Monday, 9 November 2015

Bills

Higher Education Support Amendment (VET FEE-HELP Reform) Bill 2015; Second Reading

8:14 pm

Photo of Jill HallJill Hall (Shortland, Australian Labor Party) Share this | Hansard source

Yes. The Labor Party has a policy to direct 70 per cent of VET funding to TAFE. When a student enrols in TAFE, they are enrolling in a quality course. The courses are conducted by teachers, not trainers. The teachers have qualifications. They are accountable. They have a requirement to provide assistance to the students who are enrolled in their courses, unlike what we have seen with these shonky providers. In New South Wales the Baird government has introduced its Smart and Skilled program, which makes every VET program contestable. Put that alongside what we have had happen federally. It is a terrible situation for young people.
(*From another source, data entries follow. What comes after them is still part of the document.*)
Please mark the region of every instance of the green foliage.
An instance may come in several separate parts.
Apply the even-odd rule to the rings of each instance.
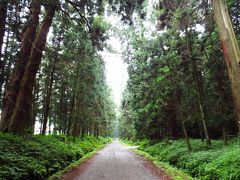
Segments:
[[[128,141],[124,141],[127,142]],[[133,142],[131,142],[133,143]],[[212,141],[206,146],[201,140],[191,140],[192,151],[189,152],[184,140],[148,144],[136,141],[139,149],[160,162],[169,163],[199,179],[239,179],[240,154],[237,140],[232,140],[227,147],[221,141]]]
[[[74,139],[0,133],[0,179],[46,179],[109,141],[92,136]]]

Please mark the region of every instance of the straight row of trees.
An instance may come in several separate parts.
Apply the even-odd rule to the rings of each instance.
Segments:
[[[0,130],[109,134],[103,1],[0,1]],[[51,128],[53,126],[53,128]]]
[[[139,18],[125,60],[123,137],[211,138],[239,131],[238,1],[165,1],[155,5],[156,31]],[[228,8],[231,16],[228,14]],[[234,22],[232,24],[232,21]],[[233,29],[234,28],[234,29]],[[146,33],[148,32],[148,33]]]

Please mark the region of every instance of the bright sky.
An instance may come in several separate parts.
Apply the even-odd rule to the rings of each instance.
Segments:
[[[106,79],[117,107],[121,104],[122,93],[128,80],[127,64],[121,59],[121,43],[116,37],[110,37],[109,44],[114,52],[105,50],[102,56],[105,61]]]

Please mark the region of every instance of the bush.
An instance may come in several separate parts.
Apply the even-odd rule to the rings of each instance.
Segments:
[[[127,141],[125,141],[127,142]],[[236,139],[223,146],[222,141],[212,141],[206,146],[201,140],[191,140],[189,152],[184,140],[159,142],[136,141],[140,150],[158,161],[167,162],[199,179],[240,179],[240,149]]]
[[[18,137],[0,133],[0,179],[46,179],[109,142],[108,138],[64,135]]]

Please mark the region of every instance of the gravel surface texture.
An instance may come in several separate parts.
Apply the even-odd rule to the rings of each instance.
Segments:
[[[113,141],[94,157],[66,174],[63,180],[169,180],[151,162],[131,152],[133,146]]]

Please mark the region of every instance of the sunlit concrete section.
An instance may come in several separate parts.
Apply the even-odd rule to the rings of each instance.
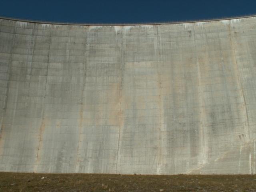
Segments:
[[[0,19],[0,171],[256,172],[256,17]]]

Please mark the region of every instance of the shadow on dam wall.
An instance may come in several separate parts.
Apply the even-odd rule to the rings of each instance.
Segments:
[[[256,17],[0,19],[0,171],[254,174]]]

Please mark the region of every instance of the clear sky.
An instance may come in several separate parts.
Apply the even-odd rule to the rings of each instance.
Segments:
[[[0,16],[79,23],[142,23],[256,14],[256,0],[0,0]]]

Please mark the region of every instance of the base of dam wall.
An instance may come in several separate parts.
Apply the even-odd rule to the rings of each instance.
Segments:
[[[0,19],[0,171],[256,172],[256,17]]]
In New South Wales that is also coupled with the fact that the Baird government is actually selling off TAFE sites. It is in the process or had identified a TAFE site in the Shortland electorate that it intends to sell off. My message to them is that, instead of selling off TAFE sites and putting training out to private providers, they would be much better served by ensuring that all students have access to a quality education through TAFE.

Eighty per cent of private profits come from government funds. If public funding is stopped and it does not go to the RTOs that are providing such poor-quality training but goes to TAFE instead, with that 80 per cent funding that comes from the private sector the TAFE sector will be strengthened even further.
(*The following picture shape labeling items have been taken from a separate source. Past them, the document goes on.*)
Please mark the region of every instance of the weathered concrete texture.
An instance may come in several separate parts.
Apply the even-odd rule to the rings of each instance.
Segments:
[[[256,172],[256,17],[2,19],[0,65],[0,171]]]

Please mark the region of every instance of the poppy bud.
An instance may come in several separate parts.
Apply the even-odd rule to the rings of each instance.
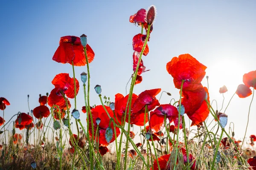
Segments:
[[[109,104],[109,107],[110,107],[110,109],[111,110],[114,110],[115,103],[114,103],[113,102],[111,102],[111,103],[110,103],[110,104]]]
[[[179,110],[179,106],[178,106],[177,107],[177,109],[178,110]],[[180,106],[180,115],[183,116],[184,115],[184,113],[185,113],[185,108],[184,107],[183,105],[181,105]]]
[[[63,119],[63,123],[65,126],[68,127],[68,119]]]
[[[111,127],[108,127],[106,130],[105,133],[105,138],[108,143],[109,143],[113,137],[113,130]]]
[[[87,74],[83,72],[80,75],[81,76],[81,80],[84,84],[85,83],[85,82],[87,81]]]
[[[98,94],[100,94],[101,93],[101,86],[99,85],[96,85],[95,87],[94,88],[94,89],[95,89],[95,91],[96,91],[96,93]]]
[[[73,109],[71,114],[73,117],[74,117],[74,118],[76,119],[79,119],[80,117],[80,113],[77,110]]]
[[[148,23],[148,24],[152,24],[155,17],[156,7],[152,5],[149,7],[149,9],[148,9],[147,13],[147,23]]]
[[[97,125],[99,125],[99,123],[100,123],[100,121],[101,121],[101,119],[99,117],[96,118],[96,124],[97,124]]]
[[[221,128],[224,128],[227,123],[227,115],[225,113],[220,114],[219,120]]]
[[[151,137],[151,133],[149,132],[147,132],[146,133],[146,138],[147,140],[149,140],[150,139],[150,137]]]
[[[85,47],[87,45],[87,36],[83,34],[80,36],[80,41],[82,45]]]
[[[32,162],[31,162],[31,163],[30,164],[30,165],[31,165],[31,167],[32,167],[32,168],[33,168],[33,169],[36,168],[36,163],[35,163],[35,161],[33,161]]]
In the few moments I have remaining I would like to talk to the amendment and give my wholehearted support to it. We definitely need to appoint a national VET ombudsman with the power to investigate consumer complaints. I was at a meeting yesterday where this very issue was raised with me. A person said to me: 'Has the opposition thought about an ombudsman? Wouldn't this address some of the problems that are happening in the VET system?' Of course the answer is yes. The shadow minister has drafted an amendment, and this national VET ombudsman would investigate consumer complaints—there are so many at the moment—and hold those private providers accountable for their actions and accountable to the students that they enrol. The amendment also includes ordering RTOs which have been found to have acted unscrupulously to refund course fees to students and orders RTOs to refund course fees to the government and help the students with VET HELP.

This is a good amendment. I hope the government accepts it, because it will make a real difference to students undertaking vocational education.